Engineering of a Small Protein Scaffold To Recognize Sulfotyrosine with High Specificity
Author(s) -
Justin Lawrie,
Sean Waldrop,
Anya Morozov,
Wei Niu,
Jiantao Guo
Publication year - 2021
Publication title -
acs chemical biology
Language(s) - English
Resource type - Journals
SCImago Journal Rank - 1.899
H-Index - 111
eISSN - 1554-8937
pISSN - 1554-8929
DOI - 10.1021/acschembio.1c00382
Subject(s) - sh2 domain , computational biology , mutant , proto oncogene tyrosine protein kinase src , protein engineering , biochemistry , biology , protein–protein interaction , tyrosine , microbiology and biotechnology , chemistry , signal transduction , enzyme , gene
Protein tyrosine O -sulfation is an essential post-translational modification required for effective biological processes such as hemostasis, inflammatory response, and visual phototransduction.
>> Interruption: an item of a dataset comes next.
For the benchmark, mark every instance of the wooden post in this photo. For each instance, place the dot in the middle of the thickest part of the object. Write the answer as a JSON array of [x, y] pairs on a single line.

Because of its unstable nature under mass spectrometry conditions and residing on low-abundance cell surface proteins, sulfated tyrosine (sulfotyrosine) residues are difficult to detect or analyze. Enrichment of sulfotyrosine-containing proteins (sulfoproteins) from complex biological samples are typically required before analysis. In this work, we seek to engineer the phosphotyrosine binding pocket of a Src Homology 2 (SH2) domain to act as an antisulfotyrosine antibody mimic. Using tailored selection schemes, several SH2 mutants are identified with high affinity and specificity to sulfotyrosine. Further molecular docking simulations highlight potential mechanisms supporting observed characteristics of these SH2 mutants. Utilities of the evolved SH2 mutants were demonstrated by the detection and enrichment of sulfoproteins.